If there’s a single piece of real estate that best reflects the way Greater Chattanooga has reinvented itself, it’s the Tomorrow Building, a historic property and one-time hotel in the heart of downtown that has been re-fashioned into a co-living space for the tech/entrepreneurial community, offering fully-furnished apartments where bold thinkers can live among like-minded neighbors.
“We are moving from the point where we are transitioning from Chattanooga being just a great place to live to achieving the critical mass in the tech community where the existing talent base makes it a great place to relocate,” says Weston Wamp, principal at the Dynamo Accelerator and Fund, which supports startups in the logistics, transportation and supply chain industries.
“We are looking for entrepreneurs who are working on transformative technologies or business models,” Wamp says. The fund’s presence makes participation in Dynamo’s three-month accelerator program even more attractive, especially for startups coming from a large region, Wamp says.
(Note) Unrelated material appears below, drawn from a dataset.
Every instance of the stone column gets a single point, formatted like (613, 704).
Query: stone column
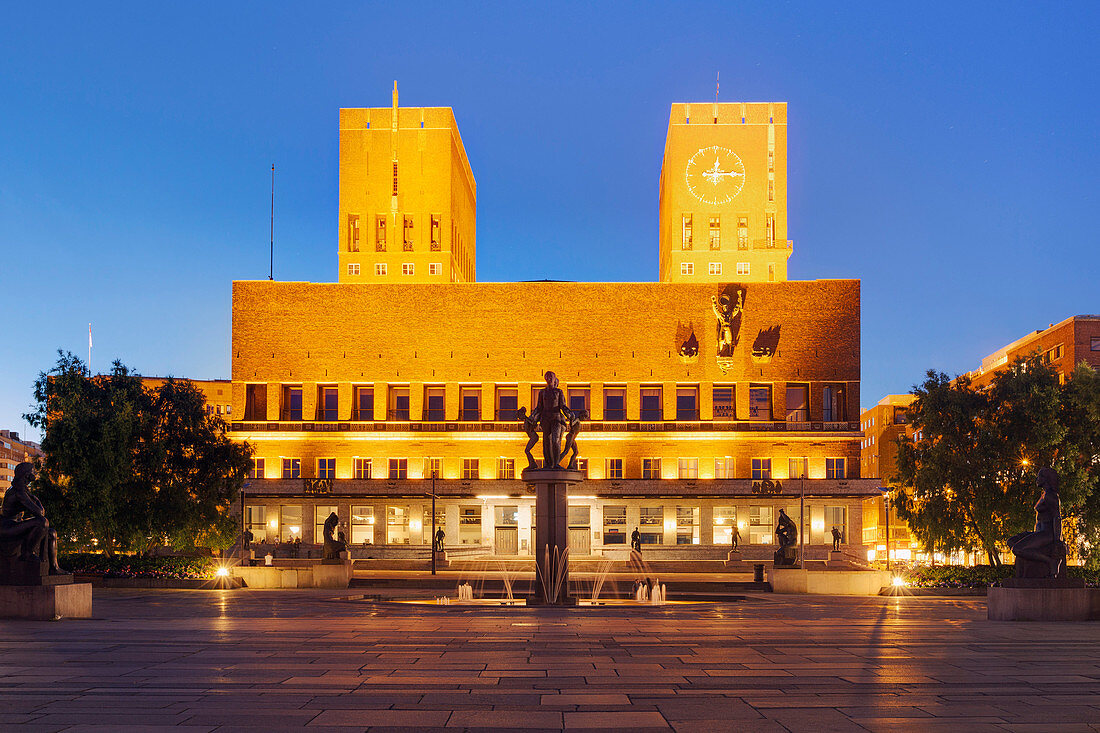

“You are not only coming for the investment and the benefits of the accelerator but you may also develop a relationship with your first institutional investor,” he says. “The Fund puts Chattanooga on the map not just as a place where transportation-related companies are based but where capital has been assembled for the specific purpose of investing in the best logistics entrepreneurs around the globe.”
Torch: One of Chattanooga’s Tech Startups
Dynamo is among a wealth of resources that are kickstarting new companies. The Company Lab runs programs and events designed to support the startup ecosystem in the region, Many of the 100-day accelerator programs it offers are theme-based — focused on 3D printing or software companies, for example.
GIGTank, a boutique accelerator focuses on high-bandwidth startups. The Hamilton County Business Development Center houses the INCubator, a program of the Chattanooga Chamber of Commerce. More than 70 companies work in the INCubator, the third-largest business incubator in the U.S.
A compelling local startup is Torch, which offers a Wi-Fi router with dynamic internet filtering, one designed to help parents manage their kids’ internet usage much more easily. CEO Shelley Prevost, parent to three school-age children, created Torch with parents of children ages 6 to 18 in mind. “There wasn’t anything out there for a nontechnical parent like me,” she says. “I tried all these different [solutions] on the market and they were difficult to manage, with software that had to be installed on every single device.” Torch, a client of The Lamp Post Group, another Chattanooga venture incubator, captured the top prize and $50,000 at Launch Tennessee’s 36|86 Conference in 2016.
The region’s prowess in logistics is helping draw innovative companies like TransVix, the first futures exchange to focus on trucking freight. The company, started by a Chattanooga native and longtime trucking industry executive, relocated from Texas. Creative types find the region friendly, too. The Cleveland Workspace, on the campus of The Old Woolen Mill in Cleveland, Tenn., offers private studio spaces for local artisans and craftspeople to use. The region’s entrepreneurial, creative and business communities are interconnected in a way that wouldn’t be possible in a mega city. “There is pent up energy in the region that has been unleashed,” says Jack Studer, executive director at The Company Lab. “It’s big enough to get cool stuff done, but small enough that all the players know each other.”
The livability factor and modest cost of living also work in the region’s favor, Studer says. “A lot of smart people have moved here who could easily move to Nashville or Atlanta but came here for lifestyle reasons,” he says. “Plus, everybody is pulling in the same direction here and that makes for a region where launching a company feels like a very real possibility.”